Some fans argue that the Land Rover Defender was born in 1983, so comparing the later cars to the original 1948 Series 1 is as foolish as making a Lucas joke about a Bosch-equipped Jaguar. But looking at the shared construction method of a ladder frame with an aluminum body on top, I would say the "Ninety" and "One-Ten" badges were the only major changes brought to the table by the digital age.
What's the drag co-efficient of a late Defender? Nobody knows for sure. But according to a wind tunnel test ten years ago at Daimler, it's in the region of 0.59. To compare, a new, much-improved Jeep Wrangler's is 0.454, with the doors on. Yet throw a 400 horsepower V8 and ZF's 8-speed automatic in the four-wheel drive Defender, and despite weighing around 4299 lbs., it will get to sixty in 5.6 seconds. Some 0.2 seconds quicker than a front-wheel drive Honda Civic Type R.
The Defender Works V8 is technically a used car costing four-times as much as the Japanese hot hatch, but it does have 84 more horses to cope with its extra 1256 lbs. The 8-speed automatic also hooks up faster with the dual-speed transfer box and the automatic torque biasing center differential, which in this case shifts up to 90 percent of the torque to the rear axle for maximum acceleration.

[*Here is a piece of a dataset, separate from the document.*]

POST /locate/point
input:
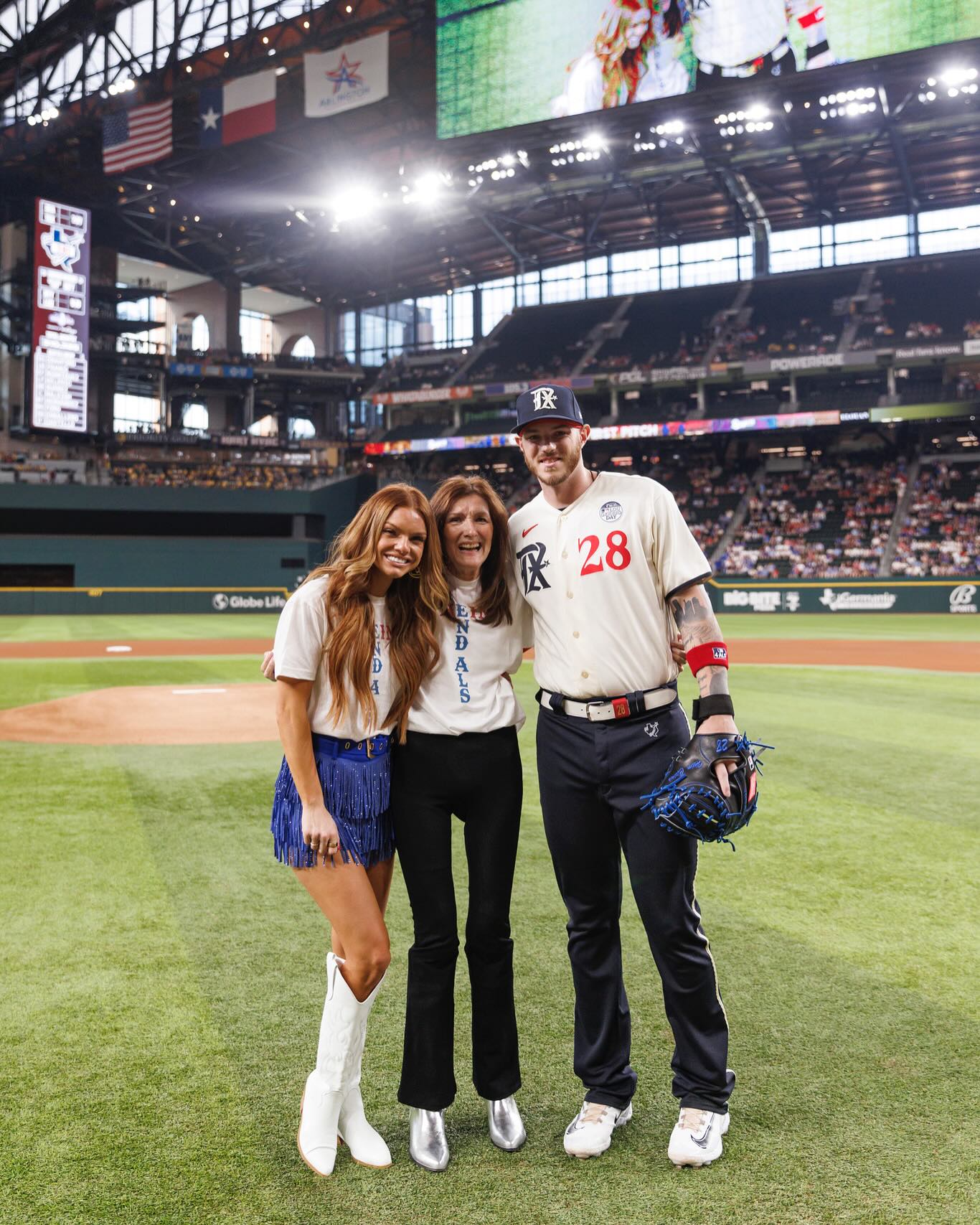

The Defender is a truck that when put into neutral, won't accelerate despite rolling downhill. It just can't. In the other corner, the current Civic Type R is the slipperiest car in its segment. "the overall drag coefficient is reduced by three percent compared to the previous Type R", they mean its just north of 0.26. There's also the weight difference, as well as the fact that the Defender's all-wheel drive would give it a killer jump off the line. But once up to speed, it's no match for the little Honda.
Thanks to the hard work of Top Gear (and physics teachers all over the world), now, we know that for sure.